Opioid Diversion: The data reflect that surgeons are realizing more and more the role that opioid pills’ diversion plays into the opioid epidemic. Recent data suggest that only 20% of substance abuse patients obtained their opioid pills through a prescribing physician, while 65% obtained/took them from a friend or relative.1 The even more staggering statistic is that 82% of these friends/relatives were prescribed the pills through a single physician;1 this is what is defined as diversion of unused opioid pills. We as surgeons need to acknowledge that the days of prescribing a large number of opioid pills, “just in case” and to “avoid that phone call in the evening or weekend” asking for pain medication refills, are simply gone. Some patients might legitimately require more pain medications, but we cannot afford prescribing extra amount of opioid pills to our patients anymore.
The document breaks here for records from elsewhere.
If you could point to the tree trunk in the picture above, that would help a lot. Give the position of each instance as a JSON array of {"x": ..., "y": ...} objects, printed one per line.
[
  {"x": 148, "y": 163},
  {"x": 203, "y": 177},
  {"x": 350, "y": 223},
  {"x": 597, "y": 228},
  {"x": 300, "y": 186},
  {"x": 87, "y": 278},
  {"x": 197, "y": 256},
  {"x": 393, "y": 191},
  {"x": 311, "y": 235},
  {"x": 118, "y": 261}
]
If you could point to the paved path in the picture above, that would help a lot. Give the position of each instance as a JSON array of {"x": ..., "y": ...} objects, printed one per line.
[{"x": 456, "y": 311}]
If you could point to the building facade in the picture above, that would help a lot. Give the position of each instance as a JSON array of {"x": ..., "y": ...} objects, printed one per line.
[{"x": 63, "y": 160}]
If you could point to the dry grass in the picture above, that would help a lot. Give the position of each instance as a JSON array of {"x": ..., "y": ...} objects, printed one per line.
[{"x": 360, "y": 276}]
Surgical Culture: Legislation like that passed in Massachusetts and other states and guidelines on opioid prescribing are all helpful. However, at the core of the solution (or our role as surgeons in the solution) is changing the prevalent culture of opioid prescribing.2 In the report by Thiels et al, the mere awareness of the scope of the problem led to a statistically significant decrease in opioid prescription in most of the surgical procedures in the authors’ institution. Changing the prevalent culture requires that surgeons understand 3 main issues: 1) we need to set the patients’ pain expectations as early as possible, whether in the clinic or emergency room—the goal is tolerable pain, not zero pain, 2) alternatives to opioids not only exist but are efficacious— multimodal pain management is essential, and medications such as acetaminophen, ibuprofen and gabapentin are even more effective than opioids in certain situations, and 3) we should prescribe the necessary number of opioid medications only along with clear patient instructions on how to dispose of extra pills.
Standardization: The degree of variation in the amount of opioid being prescribed for similar patients and similar procedures is clear. Procedure-specific guidelines and protocols recommending a limited and set number of pills to be prescribed are needed, and several institutions are making progress in that domain. Policy-makers need to know that surgeons were perhaps part of the problem in the past, but they are now part of the solution.